Construction of $k$-matchings and $k$-regular subgraphs in graph products

TL;DR

This paper investigates the construction of $k$-matchings in graph products, providing polynomial-time methods based on factor matchings, and characterizes their properties and maximum sizes within the constraints of computational complexity.

Contribution

It introduces polynomial-time constructions of $k$-matchings in graph products based on factor matchings and characterizes their properties and maximum sizes under certain conditions.

Findings

NP-completeness of finding non-empty $k$-matchings for $k \\geq 3$ in graph products

Polynomial-time constructions of $k$-matchings from factor matchings

Characterization of maximum size weak-homomorphism preserving $k$-matchings

Abstract

A $k$-matching $M$ of a graph $G=(V,E)$ is a subset $M\subseteq E$ such that each connected component in the subgraph $F = (V,M)$ of $G$ is either a single-vertex graph or $k$-regular, i.e., each vertex has degree $k$. In this contribution, we are interested in $k$-matchings within the four standard graph products: the Cartesian, strong, direct and lexicographic product. As we shall see, the problem of finding non-empty $k$-matchings ($k\geq 3$) in graph products is NP-complete. Due to the general intractability of this problem, we focus on distinct polynomial-time constructions of $k$-matchings in a graph product $G\star H$ that are based on $k_G$-matchings $M_G$ and $k_H$-matchings $M_H$ of its factors $G$ and $H$, respectively. In particular, we are interested in properties of the factors that have to be satisfied such that these constructions yield a maximum $k$-matching in the respective products. Such constructions are also called "well-behaved" and we provide several characterizations for this type of $k$-matchings. Our specific constructions of $k$-matchings in graph products satisfy the property of being weak-homomorphism preserving, i.e., constructed matched edges in the product are never "projected" to unmatched edges in the factors. This leads to the concept of weak-homomorphism preserving $k$-matchings.

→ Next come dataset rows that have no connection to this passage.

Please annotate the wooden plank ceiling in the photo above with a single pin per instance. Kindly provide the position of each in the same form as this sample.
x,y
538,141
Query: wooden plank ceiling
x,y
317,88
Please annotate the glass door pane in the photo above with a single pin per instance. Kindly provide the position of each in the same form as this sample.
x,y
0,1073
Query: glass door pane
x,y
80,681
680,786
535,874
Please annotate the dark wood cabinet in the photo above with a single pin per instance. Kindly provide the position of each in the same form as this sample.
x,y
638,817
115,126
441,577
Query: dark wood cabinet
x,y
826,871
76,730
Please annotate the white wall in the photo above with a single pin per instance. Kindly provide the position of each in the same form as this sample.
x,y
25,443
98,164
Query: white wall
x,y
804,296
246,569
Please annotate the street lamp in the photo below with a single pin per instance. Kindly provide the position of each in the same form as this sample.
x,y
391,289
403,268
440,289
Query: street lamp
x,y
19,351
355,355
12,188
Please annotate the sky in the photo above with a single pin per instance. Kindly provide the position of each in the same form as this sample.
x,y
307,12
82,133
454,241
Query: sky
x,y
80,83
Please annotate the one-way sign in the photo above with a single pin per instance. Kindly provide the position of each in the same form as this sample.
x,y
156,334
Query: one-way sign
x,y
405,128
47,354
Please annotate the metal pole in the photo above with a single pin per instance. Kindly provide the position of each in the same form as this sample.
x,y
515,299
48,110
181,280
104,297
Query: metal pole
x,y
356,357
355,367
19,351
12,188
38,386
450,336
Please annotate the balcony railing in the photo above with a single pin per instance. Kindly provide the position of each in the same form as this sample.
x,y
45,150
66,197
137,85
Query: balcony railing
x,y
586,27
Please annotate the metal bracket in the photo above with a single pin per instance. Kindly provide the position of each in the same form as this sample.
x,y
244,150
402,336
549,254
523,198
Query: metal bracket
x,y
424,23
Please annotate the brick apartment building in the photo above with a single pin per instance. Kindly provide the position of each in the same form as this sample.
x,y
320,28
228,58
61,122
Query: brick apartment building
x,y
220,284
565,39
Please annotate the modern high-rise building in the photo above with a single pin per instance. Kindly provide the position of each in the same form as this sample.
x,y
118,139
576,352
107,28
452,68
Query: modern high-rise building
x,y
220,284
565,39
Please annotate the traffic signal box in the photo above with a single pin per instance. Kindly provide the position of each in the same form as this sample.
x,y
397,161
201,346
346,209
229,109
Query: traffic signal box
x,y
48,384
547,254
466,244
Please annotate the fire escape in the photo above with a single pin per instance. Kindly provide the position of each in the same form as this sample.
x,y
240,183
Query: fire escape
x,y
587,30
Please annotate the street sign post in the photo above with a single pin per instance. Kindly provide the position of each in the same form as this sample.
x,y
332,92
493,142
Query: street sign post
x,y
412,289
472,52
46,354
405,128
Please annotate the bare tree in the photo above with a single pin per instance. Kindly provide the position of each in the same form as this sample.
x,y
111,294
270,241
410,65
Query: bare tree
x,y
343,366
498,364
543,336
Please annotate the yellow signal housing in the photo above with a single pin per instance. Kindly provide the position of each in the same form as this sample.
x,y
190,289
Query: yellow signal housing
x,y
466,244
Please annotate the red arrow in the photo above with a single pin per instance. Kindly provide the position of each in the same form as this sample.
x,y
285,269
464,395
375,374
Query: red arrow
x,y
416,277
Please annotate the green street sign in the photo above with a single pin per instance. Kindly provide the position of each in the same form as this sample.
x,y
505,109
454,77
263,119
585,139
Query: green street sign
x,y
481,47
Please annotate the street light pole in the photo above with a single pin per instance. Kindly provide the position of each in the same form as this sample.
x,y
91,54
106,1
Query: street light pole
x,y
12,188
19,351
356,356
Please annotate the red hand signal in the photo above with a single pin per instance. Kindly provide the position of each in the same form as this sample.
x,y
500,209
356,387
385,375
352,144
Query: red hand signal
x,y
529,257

Although the specific $k$-matchings constructed here are not always maximum $k$-matchings of the products, they have always maximum size among all weak-homomorphism preserving $k$-matchings. Not all weak-homomorphism preserving $k$-matchings, however, can be constructed in our manner. We will, therefore, determine the size of maximum-sized elements among all weak-homomorphims preserving $k$-matching within the respective graph products, provided that the matchings in the factors satisfy some general assumptions.